Algorithmic Trading Strategies with Machine Learning
January 15th, 2022What is Algorithmic Trading?
For millennia, people have invested capital in productive endeavors in the hope of earning a return on their investment. Over time, standards of financial accounting emerged, which provided insight into the operation and performance of such enterprises. Eventually markets were established in which investors could buy and sell financial assets based upon their assessments of fundamental value. These innovations have yielded a mechanism by which entrepreneurs seeking capital may coordinate with willing investors to allocate resources in a very efficient way.
Even a few decades ago these markets were driven by mostly manual analysis of financial statements and other inputs which might reveal the fundamental value of the underlying asset. However, the abundance of market data which is now available in real time lends itself to a plethora of automated trading strategies. Recent assessments indicate that more than 60 percent of the total trading volume on US public markets is now driven by algorithmic trading.
The most famous form of algorithmic trading is probably high frequency trading (HFT), in which market participants seek a slight edge on competitors (often measured in milliseconds) by exploiting small, temporal inefficiencies in the market. In order to beat competitors to these opportunities, the major players implement fairly complex rules which are often executed on platforms located as close to exchanges as possible in the interest of speed. This has sparked a FinTech arms race of sorts as market participants compete to secure the best locations, fastest equipment and most efficient algorithms. However, like any arms race, this obsession with fastest execution carries a certain level of risk.
Perhaps the best example of this is the Flash Crash of 2010. At approximately 2:32pm EDT on May 6, a large trader initiated the sell of a single type of asset valued in excess of $4 billion. This transaction was large enough to look like a trend to various algorithms, which started trading in a dynamically unstable manner. During the ensuing 36 minutes, the market logged its second largest intraday swing in history, even though there was no rational motivation for such behavior. In the end, more than a trillion dollars of capital was wiped out and both the public and regulators became aware of the potential risks of algorithmic trading.
Figure 1 – Dow Jones tracker from May 6, 2010
Momentum Trading
Our project will not enter the foray of HFT, but rather will seek to capitalize on a more stable strategy of momentum investing. In short, momentum trading recognizes that stocks which have been outperforming the market during the past several months, typically tend to do so over an ensuing period of similar duration. Similar logic applies to stocks which have been underperforming the market as well. In truth, the correlation only tends to prevail a little more than 50 percent of the time, but the distribution of performance tends to be skewed towards larger winners than losers, which often leads to momentum strategies out performing the market overall.
Several studies have shown that momentum investing is one of the few strategies which regularly delivers better returns than the market as a whole, although there are multiple opinions and no consensus about why the viability of this method persists. According to the efficient market theory, once a market bias is understood, it should be exploited and thus disappear, but this has not been the case with momentum-based trading. Several theories about the continuing success of momentum methods seem to revolve around persistent behavioral biases of market participants.
Universe Selection
Trying to apply optimization strategy to the market as a whole can be dauting at best and untenable at worst due to the sheer volume of potential investments available. As such, it is typical to apply some coarse screening criteria to identify a manageable quantity of qualified investments which merit further analysis. This group of pre-qualified assets is considered to be the investible universe, and deeper analysis will be applied to these assets in order to generate a list of trades.

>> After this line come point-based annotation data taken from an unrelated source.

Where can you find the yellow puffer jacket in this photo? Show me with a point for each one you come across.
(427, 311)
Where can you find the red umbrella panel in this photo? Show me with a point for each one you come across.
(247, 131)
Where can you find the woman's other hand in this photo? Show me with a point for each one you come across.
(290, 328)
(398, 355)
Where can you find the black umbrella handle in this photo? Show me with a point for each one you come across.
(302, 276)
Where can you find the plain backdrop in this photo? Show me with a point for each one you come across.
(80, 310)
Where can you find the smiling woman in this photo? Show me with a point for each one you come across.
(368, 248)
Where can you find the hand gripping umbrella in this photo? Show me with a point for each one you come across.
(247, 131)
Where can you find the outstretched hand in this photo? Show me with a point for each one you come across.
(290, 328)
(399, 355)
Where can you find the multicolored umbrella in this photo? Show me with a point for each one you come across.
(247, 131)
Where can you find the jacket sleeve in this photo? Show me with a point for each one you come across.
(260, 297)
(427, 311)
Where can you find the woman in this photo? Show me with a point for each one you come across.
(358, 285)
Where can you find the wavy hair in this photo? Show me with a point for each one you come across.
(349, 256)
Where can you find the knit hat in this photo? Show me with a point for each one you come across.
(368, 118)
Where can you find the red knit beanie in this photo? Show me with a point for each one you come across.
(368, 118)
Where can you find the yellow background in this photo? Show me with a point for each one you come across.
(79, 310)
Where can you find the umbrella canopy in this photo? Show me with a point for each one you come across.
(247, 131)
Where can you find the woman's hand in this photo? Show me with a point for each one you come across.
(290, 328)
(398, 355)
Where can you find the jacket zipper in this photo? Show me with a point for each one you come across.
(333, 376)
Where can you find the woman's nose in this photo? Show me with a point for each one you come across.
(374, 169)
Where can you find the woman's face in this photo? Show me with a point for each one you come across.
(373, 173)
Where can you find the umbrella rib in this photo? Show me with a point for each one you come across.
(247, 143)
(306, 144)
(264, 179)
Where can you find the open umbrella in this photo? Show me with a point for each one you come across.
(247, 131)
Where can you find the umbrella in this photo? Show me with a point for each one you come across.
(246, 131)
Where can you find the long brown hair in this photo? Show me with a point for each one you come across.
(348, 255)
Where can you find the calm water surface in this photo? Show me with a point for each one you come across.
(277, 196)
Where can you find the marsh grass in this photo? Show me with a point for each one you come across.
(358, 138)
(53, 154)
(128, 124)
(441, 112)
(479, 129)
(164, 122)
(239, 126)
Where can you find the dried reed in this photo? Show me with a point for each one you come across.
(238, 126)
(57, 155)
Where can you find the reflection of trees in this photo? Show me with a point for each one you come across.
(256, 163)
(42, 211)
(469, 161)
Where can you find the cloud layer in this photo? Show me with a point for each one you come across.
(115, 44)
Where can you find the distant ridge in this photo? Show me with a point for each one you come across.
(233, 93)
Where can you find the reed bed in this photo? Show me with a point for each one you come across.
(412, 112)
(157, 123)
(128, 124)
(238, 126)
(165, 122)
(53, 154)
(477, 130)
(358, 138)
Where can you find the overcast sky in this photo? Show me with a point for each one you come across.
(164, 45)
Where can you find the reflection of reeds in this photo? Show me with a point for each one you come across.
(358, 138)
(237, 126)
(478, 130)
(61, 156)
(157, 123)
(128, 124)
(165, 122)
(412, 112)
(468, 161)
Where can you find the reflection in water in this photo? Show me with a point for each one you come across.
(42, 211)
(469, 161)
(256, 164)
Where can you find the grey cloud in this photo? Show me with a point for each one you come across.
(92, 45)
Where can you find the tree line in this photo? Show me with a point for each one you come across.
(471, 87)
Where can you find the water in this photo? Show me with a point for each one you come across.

Our project will focus predominantly on universe selection, and will integrate with existing modules which generate buy and sell signals for based on a broader automated strategy. We will mostly seek to choose risky (i.e., volatile) assets which have demonstrated favorable momentum over the preceding period. We will also seek to determine an optimal time window to evaluate, but our initial estimate (based largely on our sponsor’s experience) is that the optimal window to review will be approximately 3 to 6 months.
Asset Selection Criteria
For the first version, we will choose from roughly ten frequently traded ETFs by assessing growth and volatility over the preceding period. Using this model, we will develop a module and integrate it with existing software which generates actual buy and sell signals for assets from the selected universe. We will then seek more complex and nuanced logic which will provide better performance.
We will assess our code’s performance based on its ability to choose risky assets with strong returns. For the initial version with approximately ten assets to choose from, we will check the performance over another period based on each of the ten assets available, and then see how the preferred asset (based on the criteria from our algorithm) performed in comparison to the others. This will give a coarse, directional indication only, but we will look to tailor a more sophisticated testing regime before implementing more complex (and hopefully effective) strategies.